Scientific classification
- Kingdom: Animalia
- Phylum: Mollusca
- Class: Gastropoda
- Subclass: Caenogastropoda
- Order: Littorinimorpha
- Family: Eulimidae
- Genus: Melanella
- Species: M. decipiens
- Binomial name: Melanella decipiens (Hedley, 1899)
- Synonyms: Eulima decipiens Hedley, 1899

= Melanella decipiens =

- Authority: (Hedley, 1899)
- Synonyms: Eulima decipiens Hedley, 1899

Species of gastropod

Melanella decipiens is a species of sea snail, a marine gastropod mollusk in the family Eulimidae.

==Description==
The length of the shell attains 5 mm, its diameter 1.5 mm.
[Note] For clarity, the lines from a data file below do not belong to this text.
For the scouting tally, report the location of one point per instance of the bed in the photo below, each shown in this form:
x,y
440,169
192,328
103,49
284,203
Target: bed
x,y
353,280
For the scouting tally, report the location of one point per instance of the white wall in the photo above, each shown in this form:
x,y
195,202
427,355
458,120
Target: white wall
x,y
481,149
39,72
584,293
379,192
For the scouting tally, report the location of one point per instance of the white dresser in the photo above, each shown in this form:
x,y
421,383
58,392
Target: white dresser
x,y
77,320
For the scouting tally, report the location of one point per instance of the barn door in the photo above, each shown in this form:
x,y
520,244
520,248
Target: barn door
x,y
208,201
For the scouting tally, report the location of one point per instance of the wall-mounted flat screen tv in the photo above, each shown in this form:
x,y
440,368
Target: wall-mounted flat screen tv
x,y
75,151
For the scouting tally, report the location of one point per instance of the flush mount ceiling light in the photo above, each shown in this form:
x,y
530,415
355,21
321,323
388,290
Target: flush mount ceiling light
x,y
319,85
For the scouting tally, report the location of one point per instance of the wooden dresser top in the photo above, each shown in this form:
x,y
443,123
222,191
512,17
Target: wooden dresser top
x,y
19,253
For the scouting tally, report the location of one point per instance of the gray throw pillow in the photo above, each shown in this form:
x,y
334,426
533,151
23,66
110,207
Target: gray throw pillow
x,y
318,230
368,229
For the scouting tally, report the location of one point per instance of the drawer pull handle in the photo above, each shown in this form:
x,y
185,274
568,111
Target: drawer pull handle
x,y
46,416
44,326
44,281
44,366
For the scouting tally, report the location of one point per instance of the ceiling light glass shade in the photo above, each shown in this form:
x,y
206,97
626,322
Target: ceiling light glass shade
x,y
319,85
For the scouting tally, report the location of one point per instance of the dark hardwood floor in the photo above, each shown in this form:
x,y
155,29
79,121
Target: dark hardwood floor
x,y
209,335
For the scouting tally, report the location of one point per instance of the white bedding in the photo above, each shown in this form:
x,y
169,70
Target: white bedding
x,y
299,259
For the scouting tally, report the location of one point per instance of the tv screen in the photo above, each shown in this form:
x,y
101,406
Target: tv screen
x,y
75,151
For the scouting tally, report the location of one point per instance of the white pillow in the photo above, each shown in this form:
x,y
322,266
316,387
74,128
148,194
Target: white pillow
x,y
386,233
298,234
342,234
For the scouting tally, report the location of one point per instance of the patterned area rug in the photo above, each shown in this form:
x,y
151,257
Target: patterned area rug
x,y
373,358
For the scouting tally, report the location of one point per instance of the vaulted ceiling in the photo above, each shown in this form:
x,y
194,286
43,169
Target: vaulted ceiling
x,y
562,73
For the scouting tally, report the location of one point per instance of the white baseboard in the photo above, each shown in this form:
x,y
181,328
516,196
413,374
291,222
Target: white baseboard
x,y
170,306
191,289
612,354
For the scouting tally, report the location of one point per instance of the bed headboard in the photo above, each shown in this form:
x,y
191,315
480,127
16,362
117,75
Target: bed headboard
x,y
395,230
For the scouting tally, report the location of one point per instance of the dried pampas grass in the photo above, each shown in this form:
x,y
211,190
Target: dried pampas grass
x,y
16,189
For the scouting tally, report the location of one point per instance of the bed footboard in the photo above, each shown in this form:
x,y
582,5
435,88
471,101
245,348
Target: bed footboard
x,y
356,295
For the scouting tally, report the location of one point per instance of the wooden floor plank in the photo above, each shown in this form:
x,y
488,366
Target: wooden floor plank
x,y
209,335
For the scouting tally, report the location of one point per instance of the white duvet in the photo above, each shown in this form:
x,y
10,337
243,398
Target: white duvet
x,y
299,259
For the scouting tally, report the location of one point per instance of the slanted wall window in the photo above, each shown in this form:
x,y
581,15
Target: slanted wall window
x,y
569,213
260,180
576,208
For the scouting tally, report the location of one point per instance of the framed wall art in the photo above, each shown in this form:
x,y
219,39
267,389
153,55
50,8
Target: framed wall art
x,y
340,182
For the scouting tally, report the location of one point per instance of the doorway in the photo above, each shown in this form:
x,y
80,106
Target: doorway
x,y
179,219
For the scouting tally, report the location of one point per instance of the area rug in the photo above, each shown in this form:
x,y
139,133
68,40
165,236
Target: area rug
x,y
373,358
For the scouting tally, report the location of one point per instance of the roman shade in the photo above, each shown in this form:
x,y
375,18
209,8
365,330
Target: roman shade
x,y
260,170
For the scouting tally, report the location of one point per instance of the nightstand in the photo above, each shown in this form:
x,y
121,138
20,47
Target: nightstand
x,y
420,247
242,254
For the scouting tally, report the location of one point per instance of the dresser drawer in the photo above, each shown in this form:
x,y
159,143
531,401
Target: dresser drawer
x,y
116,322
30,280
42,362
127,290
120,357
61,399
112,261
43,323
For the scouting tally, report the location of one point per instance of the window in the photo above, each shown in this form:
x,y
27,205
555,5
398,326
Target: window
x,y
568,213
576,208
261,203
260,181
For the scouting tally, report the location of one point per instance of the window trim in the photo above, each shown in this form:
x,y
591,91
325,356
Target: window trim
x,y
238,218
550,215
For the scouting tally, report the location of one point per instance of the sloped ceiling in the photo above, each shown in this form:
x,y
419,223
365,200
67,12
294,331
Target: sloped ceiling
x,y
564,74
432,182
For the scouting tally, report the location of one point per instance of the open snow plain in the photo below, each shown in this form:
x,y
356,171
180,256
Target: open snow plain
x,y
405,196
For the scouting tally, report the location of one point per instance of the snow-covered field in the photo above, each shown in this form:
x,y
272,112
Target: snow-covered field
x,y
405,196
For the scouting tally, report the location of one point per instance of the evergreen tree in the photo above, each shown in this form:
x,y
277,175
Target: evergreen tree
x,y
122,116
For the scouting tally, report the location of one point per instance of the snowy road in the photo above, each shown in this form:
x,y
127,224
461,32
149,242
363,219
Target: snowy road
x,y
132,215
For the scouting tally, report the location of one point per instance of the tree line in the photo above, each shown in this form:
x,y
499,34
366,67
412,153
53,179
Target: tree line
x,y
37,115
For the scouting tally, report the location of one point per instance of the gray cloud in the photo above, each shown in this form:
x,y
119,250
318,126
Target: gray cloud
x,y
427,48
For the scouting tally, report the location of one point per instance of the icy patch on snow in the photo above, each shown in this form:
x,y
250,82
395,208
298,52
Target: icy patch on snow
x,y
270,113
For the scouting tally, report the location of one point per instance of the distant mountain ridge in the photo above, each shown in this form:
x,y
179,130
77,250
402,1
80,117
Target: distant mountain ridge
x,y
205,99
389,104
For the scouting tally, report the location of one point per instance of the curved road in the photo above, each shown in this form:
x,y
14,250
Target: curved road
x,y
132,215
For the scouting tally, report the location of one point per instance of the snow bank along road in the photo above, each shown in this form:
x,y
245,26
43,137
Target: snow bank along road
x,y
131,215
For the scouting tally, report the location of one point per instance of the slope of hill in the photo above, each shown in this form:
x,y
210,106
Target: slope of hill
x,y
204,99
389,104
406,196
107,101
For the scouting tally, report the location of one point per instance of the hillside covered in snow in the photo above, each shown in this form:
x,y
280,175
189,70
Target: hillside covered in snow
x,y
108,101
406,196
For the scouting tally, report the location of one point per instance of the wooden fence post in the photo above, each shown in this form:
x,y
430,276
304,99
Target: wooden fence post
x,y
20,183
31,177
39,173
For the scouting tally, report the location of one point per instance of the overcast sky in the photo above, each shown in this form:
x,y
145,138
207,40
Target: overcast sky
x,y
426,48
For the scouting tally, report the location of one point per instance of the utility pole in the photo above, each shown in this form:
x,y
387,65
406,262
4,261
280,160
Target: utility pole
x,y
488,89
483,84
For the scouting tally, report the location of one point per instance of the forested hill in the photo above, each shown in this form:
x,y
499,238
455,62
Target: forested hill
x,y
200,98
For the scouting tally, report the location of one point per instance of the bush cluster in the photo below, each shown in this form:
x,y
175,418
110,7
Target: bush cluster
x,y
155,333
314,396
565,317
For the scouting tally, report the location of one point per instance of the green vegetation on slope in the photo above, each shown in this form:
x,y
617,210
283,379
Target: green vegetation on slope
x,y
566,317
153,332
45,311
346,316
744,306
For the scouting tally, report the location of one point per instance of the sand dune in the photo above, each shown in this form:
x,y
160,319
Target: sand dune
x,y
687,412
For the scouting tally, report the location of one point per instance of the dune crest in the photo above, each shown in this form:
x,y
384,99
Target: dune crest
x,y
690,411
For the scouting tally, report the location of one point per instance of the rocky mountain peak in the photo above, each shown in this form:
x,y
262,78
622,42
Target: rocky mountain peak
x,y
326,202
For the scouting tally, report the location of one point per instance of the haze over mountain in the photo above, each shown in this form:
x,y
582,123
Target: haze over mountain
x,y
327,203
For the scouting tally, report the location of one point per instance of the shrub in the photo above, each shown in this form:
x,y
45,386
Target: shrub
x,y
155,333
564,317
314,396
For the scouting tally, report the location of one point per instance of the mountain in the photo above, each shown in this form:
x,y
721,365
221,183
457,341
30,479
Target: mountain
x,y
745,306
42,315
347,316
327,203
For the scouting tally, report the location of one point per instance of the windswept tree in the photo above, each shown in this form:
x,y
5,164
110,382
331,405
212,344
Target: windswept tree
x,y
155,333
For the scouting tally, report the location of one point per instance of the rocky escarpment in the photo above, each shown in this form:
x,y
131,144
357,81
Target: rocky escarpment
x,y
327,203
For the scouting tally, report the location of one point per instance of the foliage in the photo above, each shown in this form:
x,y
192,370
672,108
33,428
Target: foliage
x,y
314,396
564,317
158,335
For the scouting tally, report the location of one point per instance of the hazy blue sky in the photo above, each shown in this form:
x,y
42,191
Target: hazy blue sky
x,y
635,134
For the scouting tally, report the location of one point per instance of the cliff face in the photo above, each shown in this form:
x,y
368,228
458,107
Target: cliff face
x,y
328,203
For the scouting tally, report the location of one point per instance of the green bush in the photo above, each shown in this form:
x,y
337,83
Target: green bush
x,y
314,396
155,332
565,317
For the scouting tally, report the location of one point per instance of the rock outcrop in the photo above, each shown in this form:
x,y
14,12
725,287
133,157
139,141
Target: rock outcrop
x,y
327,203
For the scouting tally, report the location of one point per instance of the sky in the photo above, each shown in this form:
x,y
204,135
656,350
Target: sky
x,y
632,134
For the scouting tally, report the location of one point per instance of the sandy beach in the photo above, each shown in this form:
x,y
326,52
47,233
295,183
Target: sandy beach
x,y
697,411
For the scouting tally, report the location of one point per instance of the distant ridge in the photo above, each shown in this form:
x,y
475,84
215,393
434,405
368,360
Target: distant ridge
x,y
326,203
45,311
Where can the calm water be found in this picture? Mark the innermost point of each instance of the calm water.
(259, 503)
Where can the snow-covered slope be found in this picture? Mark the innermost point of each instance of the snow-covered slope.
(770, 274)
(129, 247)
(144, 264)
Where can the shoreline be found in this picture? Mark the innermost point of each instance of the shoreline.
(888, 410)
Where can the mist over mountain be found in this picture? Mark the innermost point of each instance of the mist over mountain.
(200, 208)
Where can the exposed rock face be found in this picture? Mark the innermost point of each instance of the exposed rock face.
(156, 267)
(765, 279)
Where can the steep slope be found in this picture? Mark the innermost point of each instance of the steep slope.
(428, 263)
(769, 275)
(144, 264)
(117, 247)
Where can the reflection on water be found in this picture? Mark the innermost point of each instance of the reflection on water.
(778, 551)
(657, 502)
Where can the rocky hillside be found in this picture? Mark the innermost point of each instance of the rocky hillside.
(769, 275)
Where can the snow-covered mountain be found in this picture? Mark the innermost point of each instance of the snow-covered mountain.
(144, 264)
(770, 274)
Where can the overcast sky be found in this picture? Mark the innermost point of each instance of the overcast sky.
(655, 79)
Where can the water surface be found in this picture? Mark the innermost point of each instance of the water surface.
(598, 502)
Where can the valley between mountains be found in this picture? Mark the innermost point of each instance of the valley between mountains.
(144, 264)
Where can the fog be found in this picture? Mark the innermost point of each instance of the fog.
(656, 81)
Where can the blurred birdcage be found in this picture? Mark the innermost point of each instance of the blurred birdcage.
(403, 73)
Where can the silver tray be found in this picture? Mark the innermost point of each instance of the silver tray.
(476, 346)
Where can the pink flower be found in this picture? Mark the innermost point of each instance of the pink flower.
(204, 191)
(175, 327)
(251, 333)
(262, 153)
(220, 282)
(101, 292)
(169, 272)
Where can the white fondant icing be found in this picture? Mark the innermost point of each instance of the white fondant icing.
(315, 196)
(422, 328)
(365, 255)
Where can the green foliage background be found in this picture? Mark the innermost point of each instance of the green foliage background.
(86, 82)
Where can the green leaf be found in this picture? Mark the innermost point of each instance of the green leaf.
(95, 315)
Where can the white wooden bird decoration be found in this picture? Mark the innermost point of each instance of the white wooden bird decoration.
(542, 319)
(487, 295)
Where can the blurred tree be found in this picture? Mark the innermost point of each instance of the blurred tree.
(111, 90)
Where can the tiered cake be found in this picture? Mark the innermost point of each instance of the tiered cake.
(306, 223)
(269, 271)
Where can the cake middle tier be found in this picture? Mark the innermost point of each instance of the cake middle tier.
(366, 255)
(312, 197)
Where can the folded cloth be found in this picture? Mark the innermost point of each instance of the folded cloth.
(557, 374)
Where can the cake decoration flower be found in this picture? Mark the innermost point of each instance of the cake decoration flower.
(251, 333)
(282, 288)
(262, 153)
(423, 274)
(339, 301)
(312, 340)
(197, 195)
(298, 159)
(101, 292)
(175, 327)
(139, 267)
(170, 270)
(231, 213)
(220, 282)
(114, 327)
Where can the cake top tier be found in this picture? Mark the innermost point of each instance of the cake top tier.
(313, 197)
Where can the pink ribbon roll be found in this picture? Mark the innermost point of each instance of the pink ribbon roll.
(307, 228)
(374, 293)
(Original description) The shell is small, straight and rather broa. It is translucent, and glossy, with a porcelain-white colour. The apex is mucronate. It consists of eleven whorls, which are scarcely rounded and show no sculpture. The suture is scarcely perceptible; what at first appears to be the suture, however, proves, under further magnification, to be the internal septa visible through the substance of the shell. The aperture is pyriform and oblique, with a callous, arched columella.

==Distribution==
This marine species occurs off Funafuti, Tuvalu.